Codex skills use SKILL.md files and are discoverable/chainable — Codex can autonomously select which skill to use. Claude Code skills use the Skill tool with explicit invocation via slash commands. Both support custom instructions, but the file format and discovery mechanism differ.

How do I install a Codex skill?

Create a .agents/skills/ directory in your repo or ~/.codex/agents/ for global skills. Each skill is a directory containing a SKILL.md file that describes the skill name, trigger conditions, and workflow steps. Run codex /skills to see available skills.

What is AGENTS.md and how does it relate to skills?

AGENTS.md is a project-level configuration file (like Claude Code's CLAUDE.md) that sets custom instructions for Codex CLI. Skills are more granular — individual reusable workflows that Codex can invoke. AGENTS.md sets the context; skills define specific capabilities.

Can I convert Claude Code skills to Codex skills?

The concepts are similar but the format differs. A Claude Code skill (defined in .agent/skills/) can be adapted to a Codex SKILL.md by mapping the trigger conditions and workflow steps. The core logic translates, but the invocation mechanism changes.

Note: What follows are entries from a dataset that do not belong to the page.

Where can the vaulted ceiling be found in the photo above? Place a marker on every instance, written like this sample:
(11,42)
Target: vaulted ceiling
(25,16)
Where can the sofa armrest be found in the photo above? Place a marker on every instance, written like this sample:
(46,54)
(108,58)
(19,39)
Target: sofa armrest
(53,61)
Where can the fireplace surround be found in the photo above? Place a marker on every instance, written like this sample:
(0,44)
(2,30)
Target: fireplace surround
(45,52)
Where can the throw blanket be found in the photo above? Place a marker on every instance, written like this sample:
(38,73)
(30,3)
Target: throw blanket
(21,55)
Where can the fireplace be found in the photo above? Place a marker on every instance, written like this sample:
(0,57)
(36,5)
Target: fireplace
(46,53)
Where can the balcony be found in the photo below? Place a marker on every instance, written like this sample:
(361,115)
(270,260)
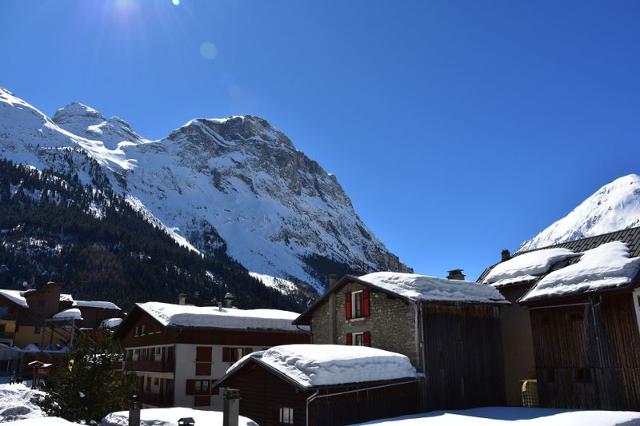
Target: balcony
(166,366)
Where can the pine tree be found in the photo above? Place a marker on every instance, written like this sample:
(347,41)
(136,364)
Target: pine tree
(88,387)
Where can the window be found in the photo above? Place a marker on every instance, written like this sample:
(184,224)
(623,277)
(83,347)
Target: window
(357,304)
(203,361)
(359,339)
(234,354)
(286,416)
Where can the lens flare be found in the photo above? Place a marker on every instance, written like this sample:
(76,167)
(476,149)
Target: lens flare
(208,50)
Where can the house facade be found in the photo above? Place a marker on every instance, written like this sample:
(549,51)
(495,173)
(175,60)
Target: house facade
(178,351)
(581,300)
(323,385)
(449,329)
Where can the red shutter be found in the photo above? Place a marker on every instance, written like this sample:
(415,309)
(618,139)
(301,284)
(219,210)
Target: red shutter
(365,303)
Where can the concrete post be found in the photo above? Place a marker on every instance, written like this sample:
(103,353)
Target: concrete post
(231,410)
(134,411)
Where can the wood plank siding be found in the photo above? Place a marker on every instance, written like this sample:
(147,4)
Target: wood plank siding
(463,356)
(588,355)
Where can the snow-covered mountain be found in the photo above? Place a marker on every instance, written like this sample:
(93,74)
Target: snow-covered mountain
(613,207)
(235,184)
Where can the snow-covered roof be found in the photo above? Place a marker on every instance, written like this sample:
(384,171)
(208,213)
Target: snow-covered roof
(326,365)
(213,317)
(111,323)
(68,314)
(99,304)
(527,266)
(604,267)
(424,288)
(15,296)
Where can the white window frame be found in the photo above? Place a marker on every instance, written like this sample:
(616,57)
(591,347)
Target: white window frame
(353,304)
(285,415)
(354,338)
(636,304)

Where can I find community Codex skills?

The main collection is ComposioHQ/awesome-codex-skills on GitHub, which curates production-ready skills across categories like GitHub, testing, documentation, and operations. You can also find skills on agentskillshub.dev and similar directories.

How do I create my own Codex skill?

Create a directory under .agents/skills/ with a SKILL.md file. Define the skill name, description, trigger conditions (when should Codex auto-invoke it), and step-by-step workflow instructions. Test by running codex /skills to verify discovery, then invoke with $ prefix.